Yes I can let you have an upload of May 22 1993, Hungarian National Philharmonic / Lu Jiq if you want.


----------



## Gigantea (Oct 12, 2016)

OMG that would be great! Thank you so much!


----------



## Rogerx (Apr 27, 2018)

You are luck, I did some searching but no commercial release though. 
Just one question, _and no punt intended_, is there not one after Sokolov that you like?


----------



## howlingfantods (Jul 27, 2015)

Rogerx said:


> You are luck, I did some searching but no commercial release though.
> Just one question, _and no punt intended_, is there not one after Sokolov that you like?


The Richter, Moravec, and Gilels recordings are pretty great too, but I also love the Sokolov/Lu above all.


----------



## DavidA (Dec 14, 2012)

howlingfantods said:


> The Richter, Moravec, and Gilels recordings are pretty great too, but I also love the Sokolov/Lu above all.


Richter with Leinsdorf is a must have performance. Gilles with Reiner is preferable to his remake with Jochum imo. Serkin with Szell is titanic.


----------



## Mandryka (Feb 22, 2013)

What about Elly Ney/Max Fiedler/BPO?


----------



## Mandryka (Feb 22, 2013)

Rogerx said:


> You are luck, I did some searching but no commercial release though.
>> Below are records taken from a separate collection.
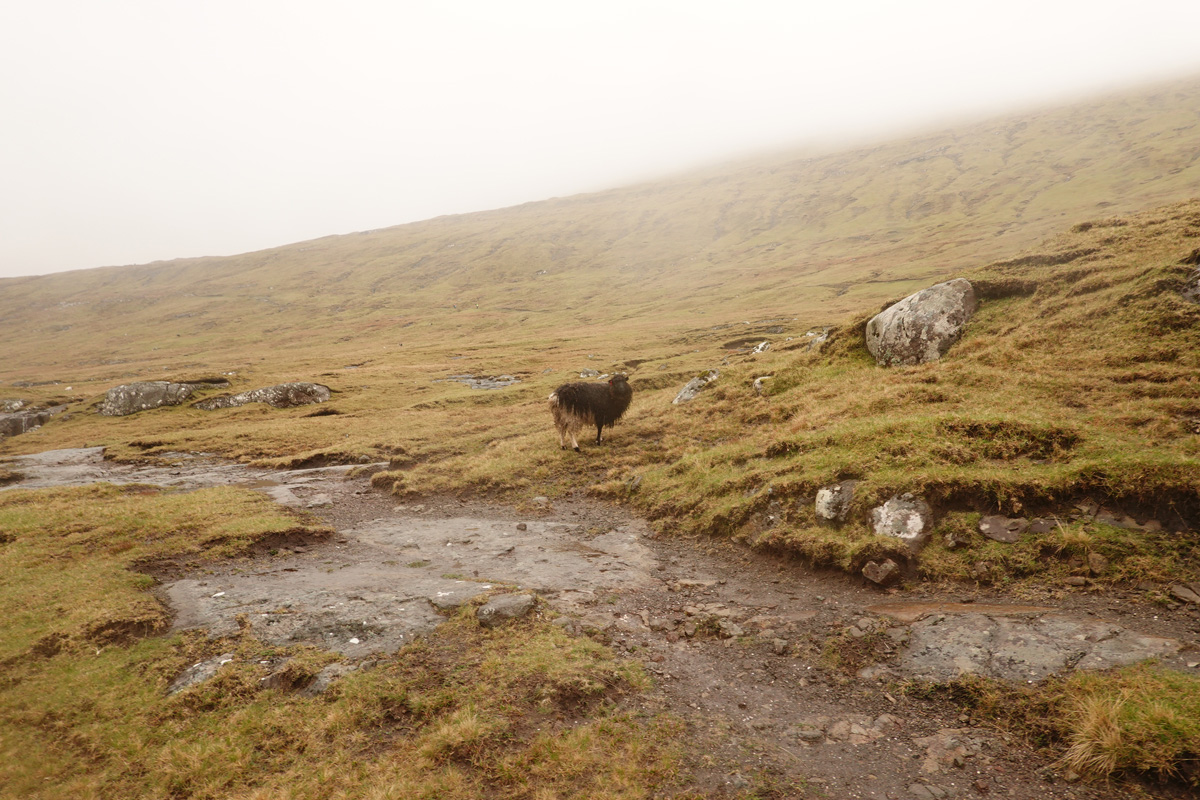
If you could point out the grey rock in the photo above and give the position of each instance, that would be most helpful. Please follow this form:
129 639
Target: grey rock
199 673
325 678
1185 594
503 608
922 326
727 630
279 396
1191 290
1021 648
833 501
695 385
816 340
1003 529
885 573
23 421
904 517
142 396
954 540
484 382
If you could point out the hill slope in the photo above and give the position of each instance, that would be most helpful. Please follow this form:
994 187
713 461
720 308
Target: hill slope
1075 382
808 238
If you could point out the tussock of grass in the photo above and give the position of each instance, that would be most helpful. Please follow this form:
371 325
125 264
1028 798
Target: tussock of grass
1140 719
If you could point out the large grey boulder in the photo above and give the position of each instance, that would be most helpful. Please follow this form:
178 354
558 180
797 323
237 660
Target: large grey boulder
279 396
695 385
131 398
922 326
833 501
905 517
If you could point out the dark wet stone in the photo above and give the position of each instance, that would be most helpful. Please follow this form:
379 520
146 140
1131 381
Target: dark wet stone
1003 529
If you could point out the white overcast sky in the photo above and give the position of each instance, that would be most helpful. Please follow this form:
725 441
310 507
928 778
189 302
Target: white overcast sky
135 131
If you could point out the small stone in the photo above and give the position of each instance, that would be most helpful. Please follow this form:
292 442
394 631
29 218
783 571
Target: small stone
1002 529
981 570
503 608
883 573
1042 525
1185 594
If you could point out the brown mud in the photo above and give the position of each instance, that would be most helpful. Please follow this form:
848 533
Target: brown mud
792 681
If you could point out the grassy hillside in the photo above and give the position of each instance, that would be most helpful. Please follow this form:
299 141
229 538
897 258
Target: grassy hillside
1077 378
809 239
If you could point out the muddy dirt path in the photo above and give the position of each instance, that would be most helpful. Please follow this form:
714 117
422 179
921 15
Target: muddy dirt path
778 669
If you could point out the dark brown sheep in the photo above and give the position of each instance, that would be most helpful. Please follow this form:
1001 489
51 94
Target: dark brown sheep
600 404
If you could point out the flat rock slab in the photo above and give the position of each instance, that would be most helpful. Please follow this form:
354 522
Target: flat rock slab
401 576
912 611
945 647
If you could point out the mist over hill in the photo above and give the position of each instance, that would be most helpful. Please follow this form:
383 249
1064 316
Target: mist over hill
808 238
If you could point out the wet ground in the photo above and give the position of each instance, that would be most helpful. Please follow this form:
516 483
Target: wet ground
777 668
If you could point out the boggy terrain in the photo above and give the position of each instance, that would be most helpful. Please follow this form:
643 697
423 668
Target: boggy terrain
789 681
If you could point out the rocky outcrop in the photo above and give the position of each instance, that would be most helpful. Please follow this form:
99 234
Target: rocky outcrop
279 396
833 501
905 517
13 425
143 396
922 326
1003 529
695 385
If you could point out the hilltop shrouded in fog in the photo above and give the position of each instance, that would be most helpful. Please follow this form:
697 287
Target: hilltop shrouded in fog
141 131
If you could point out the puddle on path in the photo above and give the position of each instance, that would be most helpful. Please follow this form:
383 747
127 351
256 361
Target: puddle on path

It is a commercial release

Emi Italiana CDC 4 79349


----------



## Mandryka (Feb 22, 2013)

Gigantea said:


> OMG that would be great! Thank you so much!


PM sent.

wqalcnhawsik bvgchKWSVC NHDZSOLV


----------



## Gigantea (Oct 12, 2016)

I must be dumb, I got your link but I can't seem to be able to download the content on my computer. How does one do that?


----------



## Rogerx (Apr 27, 2018)

Mandryka said:


> It is a commercial release
> 
> Emi Italiana CDC 4 79349


Now with that number I saw you in the Google groups


----------



## Mandryka (Feb 22, 2013)

Gigantea said:


> I must be dumb, I got your link but I can't seem to be able to download the content on my computer. How does one do that?


When you click on the link you will see a symbol like this on the top right









If you click on it it should download onto your hard drive


----------



## Gigantea (Oct 12, 2016)

I did that but it tells me I have to install an app to open the file. Oh well I'll figure it out somehow. Thanks again for the link!


----------